The fair values of cash and cash equivalents, trade and other receivables and accounts payable and accrued liabilities approximate their carrying values because of the short-term nature of these instruments.
The fair values of the Company’s restricted cash and equivalents in cash and cash equivalents, U.S. government bonds, commercial paper and corporate bonds approximate carrying values.

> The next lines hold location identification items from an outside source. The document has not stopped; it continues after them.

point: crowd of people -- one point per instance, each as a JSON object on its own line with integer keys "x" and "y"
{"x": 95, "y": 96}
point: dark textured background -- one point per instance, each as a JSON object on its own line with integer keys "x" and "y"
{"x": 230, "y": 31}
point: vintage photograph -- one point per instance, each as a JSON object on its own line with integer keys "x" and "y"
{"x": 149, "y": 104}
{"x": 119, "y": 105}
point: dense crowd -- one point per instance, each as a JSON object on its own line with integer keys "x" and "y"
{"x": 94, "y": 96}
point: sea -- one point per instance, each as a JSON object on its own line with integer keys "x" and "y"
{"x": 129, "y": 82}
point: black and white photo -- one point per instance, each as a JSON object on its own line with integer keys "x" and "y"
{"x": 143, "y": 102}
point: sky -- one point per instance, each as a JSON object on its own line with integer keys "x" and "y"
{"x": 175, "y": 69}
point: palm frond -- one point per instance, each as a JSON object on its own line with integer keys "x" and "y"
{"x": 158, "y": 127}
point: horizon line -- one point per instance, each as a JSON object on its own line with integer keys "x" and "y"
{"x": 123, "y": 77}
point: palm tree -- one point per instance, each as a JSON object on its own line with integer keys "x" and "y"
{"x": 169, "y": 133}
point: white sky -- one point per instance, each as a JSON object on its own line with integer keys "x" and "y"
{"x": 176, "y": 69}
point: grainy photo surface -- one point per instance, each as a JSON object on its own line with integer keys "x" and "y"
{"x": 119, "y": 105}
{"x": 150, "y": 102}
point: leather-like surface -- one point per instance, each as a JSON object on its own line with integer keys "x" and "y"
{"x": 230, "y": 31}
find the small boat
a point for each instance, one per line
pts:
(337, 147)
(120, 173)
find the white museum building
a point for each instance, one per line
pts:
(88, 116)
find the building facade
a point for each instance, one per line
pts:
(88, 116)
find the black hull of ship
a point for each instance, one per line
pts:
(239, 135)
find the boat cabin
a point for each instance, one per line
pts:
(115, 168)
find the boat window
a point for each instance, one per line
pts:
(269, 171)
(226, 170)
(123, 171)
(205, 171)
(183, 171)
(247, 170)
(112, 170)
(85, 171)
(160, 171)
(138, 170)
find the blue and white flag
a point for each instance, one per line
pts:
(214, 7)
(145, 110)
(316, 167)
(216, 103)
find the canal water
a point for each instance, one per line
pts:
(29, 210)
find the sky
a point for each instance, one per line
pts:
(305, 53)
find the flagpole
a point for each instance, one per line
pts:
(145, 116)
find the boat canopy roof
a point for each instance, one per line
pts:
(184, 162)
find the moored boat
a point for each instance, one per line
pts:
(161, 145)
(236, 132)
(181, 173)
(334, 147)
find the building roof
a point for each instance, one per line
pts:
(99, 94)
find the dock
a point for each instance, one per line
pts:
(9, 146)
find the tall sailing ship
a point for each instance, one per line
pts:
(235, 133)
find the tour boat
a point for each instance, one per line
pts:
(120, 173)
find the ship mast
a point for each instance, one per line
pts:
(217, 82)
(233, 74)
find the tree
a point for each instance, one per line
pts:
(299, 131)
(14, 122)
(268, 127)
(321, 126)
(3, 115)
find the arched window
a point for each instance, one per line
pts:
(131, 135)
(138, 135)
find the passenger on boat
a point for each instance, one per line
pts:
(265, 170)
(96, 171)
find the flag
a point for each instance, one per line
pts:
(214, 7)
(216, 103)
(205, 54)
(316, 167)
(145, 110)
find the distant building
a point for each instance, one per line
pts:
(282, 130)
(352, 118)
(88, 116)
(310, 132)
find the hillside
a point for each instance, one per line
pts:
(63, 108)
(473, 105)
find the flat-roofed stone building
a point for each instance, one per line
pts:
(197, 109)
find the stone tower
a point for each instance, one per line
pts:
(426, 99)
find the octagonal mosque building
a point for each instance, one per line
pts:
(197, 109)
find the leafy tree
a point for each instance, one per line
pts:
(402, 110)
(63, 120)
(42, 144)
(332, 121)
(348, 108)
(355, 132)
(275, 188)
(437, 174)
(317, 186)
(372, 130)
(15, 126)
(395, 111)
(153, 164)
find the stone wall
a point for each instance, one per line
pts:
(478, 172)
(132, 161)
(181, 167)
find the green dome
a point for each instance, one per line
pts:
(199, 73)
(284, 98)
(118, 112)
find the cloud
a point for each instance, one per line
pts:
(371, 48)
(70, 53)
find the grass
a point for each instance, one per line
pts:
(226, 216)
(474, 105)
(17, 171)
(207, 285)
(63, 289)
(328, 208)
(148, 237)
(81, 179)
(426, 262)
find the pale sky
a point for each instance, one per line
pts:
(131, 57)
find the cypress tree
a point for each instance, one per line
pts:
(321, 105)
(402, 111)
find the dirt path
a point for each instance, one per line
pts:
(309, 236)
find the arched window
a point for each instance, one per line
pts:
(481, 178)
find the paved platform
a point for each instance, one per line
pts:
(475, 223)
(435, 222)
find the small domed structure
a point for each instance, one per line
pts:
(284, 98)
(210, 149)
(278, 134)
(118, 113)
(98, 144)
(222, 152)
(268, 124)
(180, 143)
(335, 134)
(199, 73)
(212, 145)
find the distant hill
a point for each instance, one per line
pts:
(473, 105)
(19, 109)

The fair value of the Company’s debt obligations at September 30, 2009 is approximately $266,000.
22.  
INCOME TAXES
For the nine months ended September 30, 2009, the Company has recognized current tax recoveries of $1,690,000 and future tax recoveries of $31,190,000. The current tax recovery relates primarily to the anticipated recovery of taxes paid in prior tax years of $1,882,000. The future tax recovery relates primarily to the recognition of previously unrecognized Canadian tax assets of $1,865,000 and the future tax recovery associated with the Mutanga project impairment of $30,000,000 (see note 5).
23.  
COMMITMENTS AND CONTINGENCIES
General Legal Matters
The Company is involved, from time to time, in various other legal actions and claims in the ordinary course of business. In the opinion of management, the aggregate amount of any potential liability is not expected to have a material adverse effect on the Company’s financial position or results.
Third Party Indemnities
The Company has agreed to indemnify Calfrac Well Services against certain specified future liabilities it may incur related to the assets or liabilities assumed by Calfrac on March 8, 2004.